Hace sólo ocho años, allá por abril de 2012, el Fondo
Monetario Internacional proponía los recortes en las prestaciones
sociales y el retraso de la edad de jubilación como medidas urgentes
"ante el riesgo de que la gente viva más de lo esperado".
El
entrecomillado funciona aquí igual que la mascarilla para evitar el
contagio por el coronavirus, es decir, no es que sirva de mucho, pero al
menos mitiga un poco la impresión de asco.
Detrás de esta frase tan
elegante se encontraba la no menos elegante directora del FMI, Christine
Lagarde, una señora de 56 años que había sucedido al frente de la
institución a dos notorios delincuentes, Dominique Strauss-Kahn y
Rodrigo Rato, y que contaba con un historial de desmanes casi tan
sospechoso como el de sus antecesores en el cargo.
Ocho años después, hay que reconocer que la buena señora llevaba algo
de razón en sus previsiones eugenésicas, no sólo por motivos
demográficos, sino porque el peligro de que cierta gente siga viviendo
más allá de lo razonable resulta demasiado alto.
Por ejemplo, la propia
Christine Lagarde tiene ahora 64 años y es presidenta del Banco Central
Europeo, otra institución filantrópica dedicada a hacer más llevadera la
difícil existencia de los multimillonarios.
En todo ese tiempo, aparte
de acumular sueldos inverosímiles y lanzar propuestas medievales como la
quita del diez por ciento a los ahorros familiares para reducir la
deuda pública, a Lagarde ni siquiera se le ha ocurrido poner en práctica
sus propios consejos y morirse para dar ejemplo.

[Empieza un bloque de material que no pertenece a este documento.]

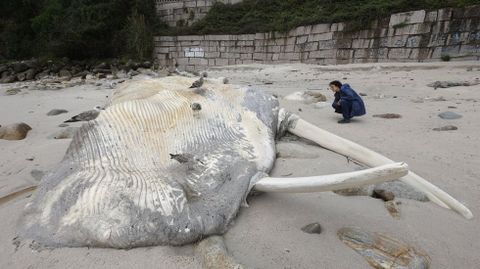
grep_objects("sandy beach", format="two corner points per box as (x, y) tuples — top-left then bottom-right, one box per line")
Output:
(0, 61), (480, 269)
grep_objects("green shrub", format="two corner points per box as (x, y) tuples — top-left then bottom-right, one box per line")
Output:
(160, 0), (480, 35)
(0, 0), (164, 59)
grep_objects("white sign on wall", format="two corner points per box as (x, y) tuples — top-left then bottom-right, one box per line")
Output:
(183, 47), (205, 58)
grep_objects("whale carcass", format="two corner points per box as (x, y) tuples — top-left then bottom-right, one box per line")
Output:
(21, 76), (472, 248)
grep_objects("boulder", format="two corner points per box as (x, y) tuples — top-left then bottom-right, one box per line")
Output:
(438, 111), (462, 120)
(0, 122), (32, 140)
(47, 109), (68, 116)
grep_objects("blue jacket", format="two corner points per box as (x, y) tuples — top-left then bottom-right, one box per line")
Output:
(333, 84), (366, 118)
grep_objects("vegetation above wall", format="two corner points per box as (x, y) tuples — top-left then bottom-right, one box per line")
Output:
(0, 0), (161, 61)
(160, 0), (480, 35)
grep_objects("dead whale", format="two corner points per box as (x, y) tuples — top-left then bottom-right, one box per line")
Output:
(20, 76), (472, 248)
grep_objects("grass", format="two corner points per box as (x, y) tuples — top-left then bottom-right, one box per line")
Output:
(159, 0), (480, 35)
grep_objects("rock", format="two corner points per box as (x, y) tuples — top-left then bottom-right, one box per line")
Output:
(284, 90), (327, 104)
(17, 72), (27, 81)
(313, 102), (330, 109)
(35, 70), (49, 80)
(141, 61), (152, 68)
(30, 169), (45, 181)
(432, 125), (458, 131)
(47, 109), (68, 116)
(0, 122), (32, 140)
(17, 69), (37, 81)
(12, 62), (28, 73)
(305, 91), (327, 102)
(0, 75), (17, 83)
(337, 227), (430, 269)
(374, 180), (429, 202)
(438, 111), (462, 120)
(5, 88), (22, 95)
(58, 69), (72, 78)
(385, 201), (400, 219)
(427, 79), (480, 89)
(0, 64), (8, 74)
(48, 127), (78, 139)
(127, 70), (140, 77)
(302, 222), (322, 234)
(373, 113), (402, 119)
(195, 236), (244, 269)
(372, 189), (395, 202)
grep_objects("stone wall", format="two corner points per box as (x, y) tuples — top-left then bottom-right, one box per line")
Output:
(155, 6), (480, 71)
(155, 0), (241, 26)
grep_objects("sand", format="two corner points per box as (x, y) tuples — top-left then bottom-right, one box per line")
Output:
(0, 62), (480, 268)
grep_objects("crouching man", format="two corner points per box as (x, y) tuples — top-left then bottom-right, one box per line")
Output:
(329, 80), (366, 124)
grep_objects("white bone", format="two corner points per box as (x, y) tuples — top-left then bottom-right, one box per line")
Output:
(255, 163), (408, 193)
(288, 118), (473, 219)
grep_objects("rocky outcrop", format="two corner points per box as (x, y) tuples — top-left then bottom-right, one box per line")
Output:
(0, 58), (154, 83)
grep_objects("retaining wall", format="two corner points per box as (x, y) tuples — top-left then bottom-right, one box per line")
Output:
(155, 6), (480, 71)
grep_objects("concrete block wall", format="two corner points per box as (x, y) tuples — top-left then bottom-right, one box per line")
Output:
(155, 0), (241, 26)
(155, 6), (480, 71)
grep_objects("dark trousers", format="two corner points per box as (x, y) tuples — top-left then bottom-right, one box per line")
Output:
(333, 101), (352, 120)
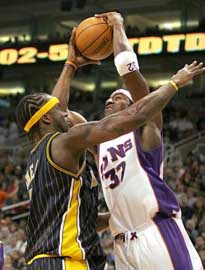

Una de las grandes lecciones que no aprendimos de la crisis de 2008
es que estábamos viviendo por encima de nuestras posibilidades, que
entre los pobres que malvivían debajo de un puente y los pringados que
apenas podíamos pagar una hipoteca no lográbamos sacar adelante la
financiación de los peluqueros de Lagarde, las alegres borracheras de
Juncker, los fiascos petrolíferos de Florentino y las pensiones Nescafé
del rey emérito, un señor tan rumboso que trata a sus amigas como si
fuesen reinas.
Ahora, ante el descalabro económico provocado por la
crisis del coronavirus, los madrileños hemos descubierto que también
estamos sobreviviendo por encima de nuestras expectativas, colapsando
servicios sanitarios que fueron víctimas de los tijeretazos en los
tiempos de Aguirre y enfermando por esa puta manía de coger el metro
para ir al trabajo en lugar de alquilar un helicóptero o una limusina
con cristales blindados, como hace la gente responsable.
Con el espacio aéreo recién clausurado entre Estados Unidos y Europa,
de repente el Brexit parece una buena idea.
Lo cierto es que la
pandemia, tal como acaba de catalogarla la OMS, con sus picos de
mortalidad centrados en ancianos y enfermos inmunodeprimidos, parece
diseñada por la mismísima Christine Lagarde junto a unos cuantos
arquitectos de Treblinka.
Hace unas semanas estábamos discutiendo a
voces la viabilidad de una ley de eutanasia más allá de los lastres
morales de la Biblia y ahora el coronavirus nos ofrece una selección
natural calcada de las siete plagas de Egipto.
Nunca hay que subestimar
aquel principio freudiano de temer lo que secretamente se desea,
especialmente cuando viene bendecido desde las más altas instancias
europeas.
Mientras tanto, como Pilatos, lavémonos las manos.